Now that he’s completed the Army 10-Miler, Castro is focused on continuing to train for the Marine Corps Marathon which is scheduled for October 29th. In the meantime, he’s already set a new goal for himself. To compete in the Army 10 Miler next year and to make his time even faster than it was this year.
Castro was one of 28 running medical miracles that participated in Sunday’s Race in the “Missing Parts In Action” team. That team is composed of military amputees and their physical therapists. They began competing in the Army 10-Miler as the brainchild of the team captain, US Army Major David Rozelle. Rozelle lost his right foot to an anti-tank mine in Iraq in June 2003. He made world headlines when the Army declared him fit for duty and gave him command of the 3rd ACR headquarters unit.
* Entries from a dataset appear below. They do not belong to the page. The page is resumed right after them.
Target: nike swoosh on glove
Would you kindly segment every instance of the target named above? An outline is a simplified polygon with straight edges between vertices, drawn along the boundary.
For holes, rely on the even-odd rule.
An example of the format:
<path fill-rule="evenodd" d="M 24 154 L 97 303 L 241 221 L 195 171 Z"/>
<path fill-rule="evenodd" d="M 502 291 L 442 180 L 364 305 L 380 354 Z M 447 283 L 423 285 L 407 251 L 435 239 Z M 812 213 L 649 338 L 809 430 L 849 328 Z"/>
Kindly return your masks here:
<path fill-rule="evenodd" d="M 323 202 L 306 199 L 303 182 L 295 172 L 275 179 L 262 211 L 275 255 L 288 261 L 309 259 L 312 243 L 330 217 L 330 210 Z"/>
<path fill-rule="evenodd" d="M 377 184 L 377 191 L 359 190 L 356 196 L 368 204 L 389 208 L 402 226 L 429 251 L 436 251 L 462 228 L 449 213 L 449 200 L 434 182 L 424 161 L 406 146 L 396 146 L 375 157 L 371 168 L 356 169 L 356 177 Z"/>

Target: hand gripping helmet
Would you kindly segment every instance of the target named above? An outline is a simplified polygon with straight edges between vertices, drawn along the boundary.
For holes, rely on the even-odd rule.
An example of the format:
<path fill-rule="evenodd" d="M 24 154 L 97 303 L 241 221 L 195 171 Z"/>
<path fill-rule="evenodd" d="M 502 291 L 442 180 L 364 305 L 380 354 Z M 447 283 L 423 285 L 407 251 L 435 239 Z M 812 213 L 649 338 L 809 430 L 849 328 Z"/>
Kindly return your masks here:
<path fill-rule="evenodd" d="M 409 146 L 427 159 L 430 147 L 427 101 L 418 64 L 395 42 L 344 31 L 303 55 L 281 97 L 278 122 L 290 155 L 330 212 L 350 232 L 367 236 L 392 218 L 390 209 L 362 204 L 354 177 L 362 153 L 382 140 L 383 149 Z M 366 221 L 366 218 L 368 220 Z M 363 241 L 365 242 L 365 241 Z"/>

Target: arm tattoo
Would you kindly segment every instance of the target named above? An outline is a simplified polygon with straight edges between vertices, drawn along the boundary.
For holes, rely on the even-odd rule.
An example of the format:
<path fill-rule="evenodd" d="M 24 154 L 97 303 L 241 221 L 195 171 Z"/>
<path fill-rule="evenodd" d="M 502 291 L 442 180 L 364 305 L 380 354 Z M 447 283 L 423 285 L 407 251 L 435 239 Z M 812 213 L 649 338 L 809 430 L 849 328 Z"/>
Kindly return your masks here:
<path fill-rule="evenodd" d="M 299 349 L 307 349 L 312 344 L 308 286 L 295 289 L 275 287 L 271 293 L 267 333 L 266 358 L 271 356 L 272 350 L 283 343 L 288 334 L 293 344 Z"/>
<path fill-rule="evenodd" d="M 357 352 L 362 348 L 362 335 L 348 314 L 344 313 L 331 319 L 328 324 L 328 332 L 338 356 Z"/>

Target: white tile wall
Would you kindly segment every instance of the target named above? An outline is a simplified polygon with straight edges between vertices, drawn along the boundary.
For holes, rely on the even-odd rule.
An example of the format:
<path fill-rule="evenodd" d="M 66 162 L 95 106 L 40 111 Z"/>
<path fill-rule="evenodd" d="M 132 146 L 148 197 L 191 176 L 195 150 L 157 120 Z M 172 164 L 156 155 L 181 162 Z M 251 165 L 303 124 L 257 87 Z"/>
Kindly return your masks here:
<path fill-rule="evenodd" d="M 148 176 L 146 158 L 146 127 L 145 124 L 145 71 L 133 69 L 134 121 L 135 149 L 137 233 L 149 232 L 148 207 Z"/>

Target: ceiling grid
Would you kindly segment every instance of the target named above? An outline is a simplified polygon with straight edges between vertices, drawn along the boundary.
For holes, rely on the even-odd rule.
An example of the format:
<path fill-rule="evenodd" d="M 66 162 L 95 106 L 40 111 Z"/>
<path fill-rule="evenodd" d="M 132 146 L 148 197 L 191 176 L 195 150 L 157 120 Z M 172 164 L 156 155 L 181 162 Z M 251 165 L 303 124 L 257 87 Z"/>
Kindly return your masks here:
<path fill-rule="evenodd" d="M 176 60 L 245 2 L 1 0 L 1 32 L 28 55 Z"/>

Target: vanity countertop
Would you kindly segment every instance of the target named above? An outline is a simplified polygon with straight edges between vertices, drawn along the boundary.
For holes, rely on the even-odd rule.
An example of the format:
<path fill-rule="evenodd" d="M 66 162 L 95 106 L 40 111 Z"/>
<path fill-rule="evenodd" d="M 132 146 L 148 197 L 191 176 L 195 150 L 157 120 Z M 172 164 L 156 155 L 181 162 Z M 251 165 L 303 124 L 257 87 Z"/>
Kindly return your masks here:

He returned to Iraq, just one year after losing his foot. He was the very first amputee in recent military history to resume command in a battlezone.
For the members of the “Missing Parts In Action” team, this race is an opportunity to celebrate life and their return to health and the military community, but also an opportunity for them to pay tribute to those who haven’t made it yet, or perhaps never will.
Another team member, Captain Wesley Knight, is an active-duty Army officer who suffered a partial hand amputation. He told reporters on Friday at a press conference that being able to cross the finish line would be a very emotional time for him.
“I’ll be thinking about a lot of people who can’t be there,” he said. “And the ones who won’t ever run a 10-mile race again.”
This team is so inspiring. They’ve all went against the odds to not only get healthy and return to the Army and to doing everyday things in life, but they’ve been able to compete in a race, that many completely healthy men and women, much younger than them, would never be able to accomplish. They did so with grace and style. These men and women are epitome of the American Warrior, they embody what it means to adapt and overcome anything in their way, to achieve the goals that they’ve set for themselves. Each and every one of the members of the “Missing Parts In Action” team embody the true meaning of the term…. Army Strong.
Ivan Castro in September 2006 in Youssifiyah, Iraq, minutes before a mortar round exploded near him and left him blind.
Now Capt Ivan Castro works with the SF.